The nonpartisan group of 21 judges, prosecutors, law enforcement officers, elected officials and attorneys spent more than six months analyzing sentencing practices and the prison system.
The group met Tuesday and unanimously adopted a list of recommended changes for state laws. Any changes would have to be made by legislators, who begin their three-month session in January.
Getting some of the changes enacted could be challenging because lawmakers, and others, are often elected to office with promises to be tough on crime.
Republican Gov. Phil Bryant said public safety will be his top issue during the 2014 session and he supports the recommendations, which he said are “smart on crime.”
“Believe me, prisons serve to help deter crime. They serve to help remove dangerous felons from our streets. Unfortunately, they are also very expensive in today’s economy,” Bryant said Tuesday during a Capitol news conference.
Mississippi spent about $339 million a year on corrections during fiscal 2013, which ended June 30. That was up from $276 million in 2003. Without changes, the state’s prison costs are on track to increase another $266 million in the coming decade, according to Pew Charitable Trusts, a nonprofit and nonpartisan group that worked with the governor’s staff and lawmakers to evaluate Mississippi’s corrections system.
Mississippi has the second-highest incarceration rate in the nation. According to the study group report, Louisiana had 893 inmates per 100,000 residents in 2012, Mississippi had 717 and the national average was 418.
In the past 20 years, Mississippi’s overall population has grown by 14 percent but its prison population has grown 134 percent. In the past 10 years, the figures are 4 percent growth for the state population and 17 percent growth in the prison population.
In the mid-1990s, Mississippi enacted a law saying each prisoner must serve 85 percent of a sentence before becoming eligible for release. The prison population grew rapidly in subsequent years. Then, during the past several years, the state has moved away from the 85 percent requirement. House Speaker Pro Tempore Greg Snowden, R-Meridian, said moving away from the 85 percent law created uncertainty, and some judges responded by giving longer sentences. He said sentencing has been uneven across the state. The same crime might get more punishment in some counties than in others.
“We have a system of injustice in the state of Mississippi,” Snowden said.

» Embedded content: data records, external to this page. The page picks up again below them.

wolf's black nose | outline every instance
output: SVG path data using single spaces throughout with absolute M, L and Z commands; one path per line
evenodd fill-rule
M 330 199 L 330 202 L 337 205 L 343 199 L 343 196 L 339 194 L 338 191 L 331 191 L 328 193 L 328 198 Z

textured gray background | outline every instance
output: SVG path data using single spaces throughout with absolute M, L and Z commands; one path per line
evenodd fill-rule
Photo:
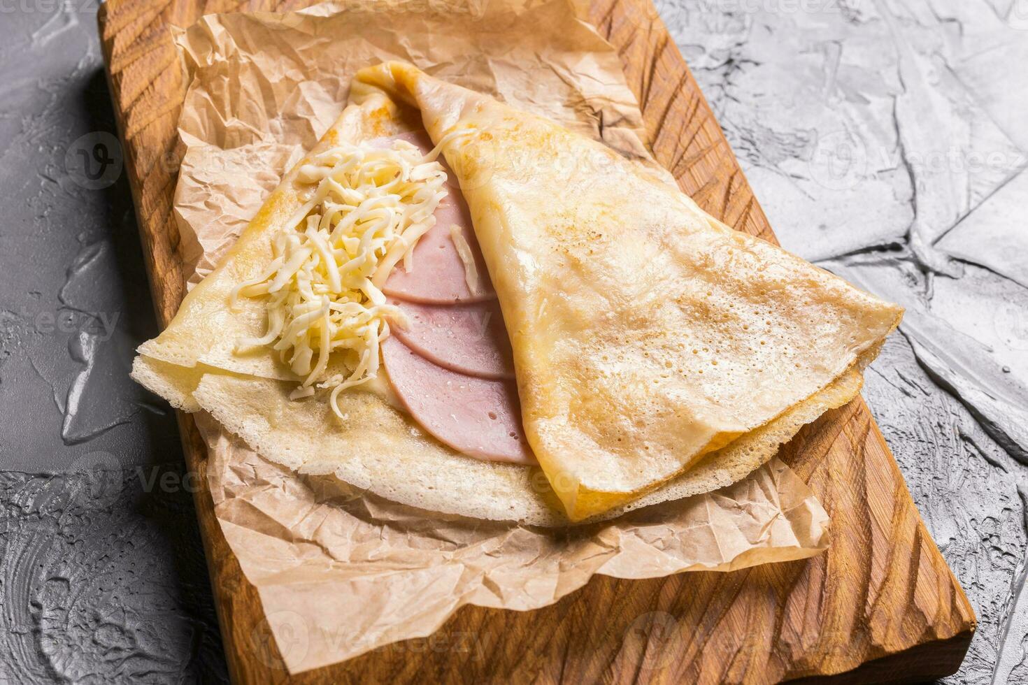
M 782 243 L 907 307 L 865 395 L 981 620 L 951 680 L 1028 682 L 1028 0 L 658 5 Z M 95 18 L 0 0 L 0 682 L 220 682 Z

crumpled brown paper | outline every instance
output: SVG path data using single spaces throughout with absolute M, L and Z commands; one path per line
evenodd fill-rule
M 356 0 L 207 16 L 176 41 L 192 79 L 175 195 L 191 282 L 335 120 L 353 74 L 381 60 L 407 60 L 656 163 L 617 53 L 565 0 Z M 717 492 L 544 530 L 300 477 L 209 416 L 197 424 L 216 515 L 291 673 L 431 635 L 464 604 L 546 606 L 594 573 L 727 571 L 828 546 L 828 515 L 777 459 Z

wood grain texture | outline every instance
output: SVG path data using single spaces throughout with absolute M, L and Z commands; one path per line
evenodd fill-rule
M 101 8 L 111 96 L 164 324 L 184 294 L 172 195 L 185 83 L 167 25 L 305 4 L 109 0 Z M 706 211 L 775 241 L 651 0 L 593 0 L 589 16 L 621 54 L 661 163 Z M 206 455 L 192 419 L 180 415 L 180 425 L 188 465 L 203 475 Z M 550 607 L 528 613 L 465 607 L 432 638 L 293 678 L 201 490 L 197 516 L 230 672 L 240 683 L 763 683 L 829 676 L 862 683 L 923 681 L 956 671 L 975 614 L 864 401 L 805 427 L 781 456 L 832 515 L 832 547 L 824 555 L 734 573 L 642 581 L 596 576 Z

The study group recommends that as part of setting “true minimums” in sentencing, the state should eliminate the Department of Corrections’ ability to use house arrest, a supervised program that’s now available to some nonviolent offenders who are within 15 months of release. The group says some judges have been giving longer sentences based on the belief that a person would end up on house arrest.

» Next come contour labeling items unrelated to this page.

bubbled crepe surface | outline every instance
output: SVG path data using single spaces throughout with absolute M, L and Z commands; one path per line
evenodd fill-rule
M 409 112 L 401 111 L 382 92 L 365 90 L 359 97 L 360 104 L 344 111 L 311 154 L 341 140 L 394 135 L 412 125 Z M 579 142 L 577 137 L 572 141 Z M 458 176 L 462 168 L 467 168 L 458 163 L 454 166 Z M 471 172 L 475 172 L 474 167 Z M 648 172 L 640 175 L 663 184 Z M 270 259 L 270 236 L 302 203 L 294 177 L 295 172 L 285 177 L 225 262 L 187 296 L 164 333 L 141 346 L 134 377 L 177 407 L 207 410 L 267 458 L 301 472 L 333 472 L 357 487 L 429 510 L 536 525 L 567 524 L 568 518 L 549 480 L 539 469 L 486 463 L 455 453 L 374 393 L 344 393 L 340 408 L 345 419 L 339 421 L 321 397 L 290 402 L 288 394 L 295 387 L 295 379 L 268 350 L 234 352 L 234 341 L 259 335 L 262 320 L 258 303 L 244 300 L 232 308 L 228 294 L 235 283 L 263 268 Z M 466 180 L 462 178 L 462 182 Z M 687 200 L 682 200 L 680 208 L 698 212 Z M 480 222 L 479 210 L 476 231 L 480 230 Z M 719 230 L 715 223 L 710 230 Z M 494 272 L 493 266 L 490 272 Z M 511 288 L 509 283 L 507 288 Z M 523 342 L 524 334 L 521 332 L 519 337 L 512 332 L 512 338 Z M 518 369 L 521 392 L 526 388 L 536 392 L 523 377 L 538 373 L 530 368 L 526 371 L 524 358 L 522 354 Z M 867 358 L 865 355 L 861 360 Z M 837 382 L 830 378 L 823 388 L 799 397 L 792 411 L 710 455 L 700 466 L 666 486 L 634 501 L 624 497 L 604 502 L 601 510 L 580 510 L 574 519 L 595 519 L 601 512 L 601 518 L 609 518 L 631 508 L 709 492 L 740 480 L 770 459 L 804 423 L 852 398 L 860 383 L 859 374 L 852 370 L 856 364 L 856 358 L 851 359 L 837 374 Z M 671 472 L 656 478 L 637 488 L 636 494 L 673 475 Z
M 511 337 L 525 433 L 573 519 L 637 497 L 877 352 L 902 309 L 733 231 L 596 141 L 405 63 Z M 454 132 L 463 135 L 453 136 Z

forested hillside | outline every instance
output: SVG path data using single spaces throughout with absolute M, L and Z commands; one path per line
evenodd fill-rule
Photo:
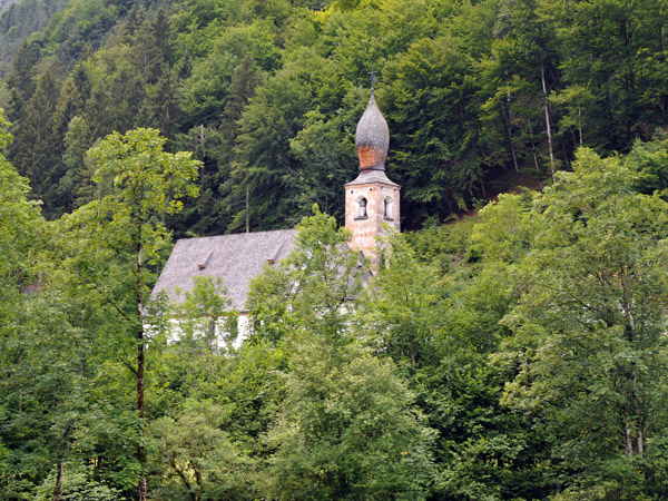
M 31 1 L 2 14 L 3 40 L 32 30 Z M 289 227 L 313 202 L 341 220 L 372 70 L 406 228 L 498 193 L 504 171 L 549 181 L 577 147 L 628 151 L 667 122 L 662 1 L 47 4 L 12 46 L 0 106 L 49 219 L 94 197 L 89 147 L 150 126 L 204 163 L 177 234 L 236 232 L 247 213 Z
M 0 499 L 666 499 L 667 9 L 4 11 Z M 371 71 L 414 229 L 376 268 L 340 227 Z M 150 289 L 247 217 L 298 236 L 235 347 L 224 283 Z

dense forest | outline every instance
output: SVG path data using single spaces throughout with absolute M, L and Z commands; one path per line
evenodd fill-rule
M 667 18 L 9 7 L 0 499 L 665 499 Z M 340 224 L 372 71 L 411 232 L 370 277 Z M 150 288 L 175 235 L 246 220 L 298 236 L 253 282 L 237 347 L 224 283 Z

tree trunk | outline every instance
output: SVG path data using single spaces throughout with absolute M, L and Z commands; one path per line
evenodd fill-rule
M 540 174 L 540 165 L 538 164 L 538 154 L 536 153 L 536 141 L 533 140 L 533 127 L 531 127 L 531 119 L 527 120 L 529 124 L 529 134 L 531 135 L 531 153 L 533 154 L 533 165 L 538 173 L 538 186 L 542 189 L 542 179 Z
M 554 177 L 554 151 L 552 149 L 552 127 L 550 125 L 550 101 L 548 100 L 548 86 L 546 84 L 546 65 L 542 58 L 542 51 L 540 55 L 540 80 L 543 88 L 544 108 L 546 108 L 546 126 L 548 129 L 548 148 L 550 150 L 550 173 L 552 174 L 552 183 L 556 181 Z
M 508 96 L 508 100 L 510 100 L 510 96 Z M 507 117 L 508 114 L 508 117 Z M 515 169 L 515 174 L 520 175 L 520 167 L 518 165 L 518 156 L 514 150 L 514 146 L 512 144 L 512 131 L 510 130 L 510 111 L 507 111 L 505 105 L 501 107 L 501 121 L 503 122 L 503 129 L 505 130 L 505 138 L 508 139 L 508 146 L 510 147 L 510 153 L 512 155 L 512 164 Z
M 53 501 L 60 501 L 60 490 L 62 489 L 62 458 L 59 455 L 56 463 L 56 487 L 53 488 Z
M 138 225 L 138 236 L 141 237 L 141 225 Z M 137 443 L 137 459 L 141 466 L 139 479 L 139 501 L 148 500 L 148 482 L 146 479 L 146 449 L 144 448 L 144 365 L 145 365 L 145 340 L 144 340 L 144 304 L 141 293 L 144 281 L 141 279 L 141 242 L 137 244 L 137 412 L 139 414 L 139 441 Z

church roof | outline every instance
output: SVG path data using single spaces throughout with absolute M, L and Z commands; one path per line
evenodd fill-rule
M 196 276 L 222 278 L 232 306 L 245 311 L 248 284 L 266 264 L 278 264 L 295 246 L 296 229 L 239 233 L 176 243 L 153 295 L 165 292 L 173 302 L 184 299 Z M 177 294 L 177 287 L 180 294 Z
M 385 170 L 385 160 L 390 149 L 390 129 L 385 117 L 376 106 L 373 91 L 366 110 L 357 122 L 355 146 L 362 170 Z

Among the recommendations of the group:
■ Guarantee that nonviolent offenders serve at least 25 percent and violent offenders serve at least 50 percent of their sentences.
■ Reduce the use of imprisonment for low-level drug possession offenders, with more severe punishment focused on those who sell drugs.
■ Give better notification to victims before a prisoner is released.
■ Expand the use of drug courts, where offenders are often ordered into a treatment program rather than prison.
■ Require parole hearings for nonviolent inmates who are 60 or older and have served at least 10 years in prison.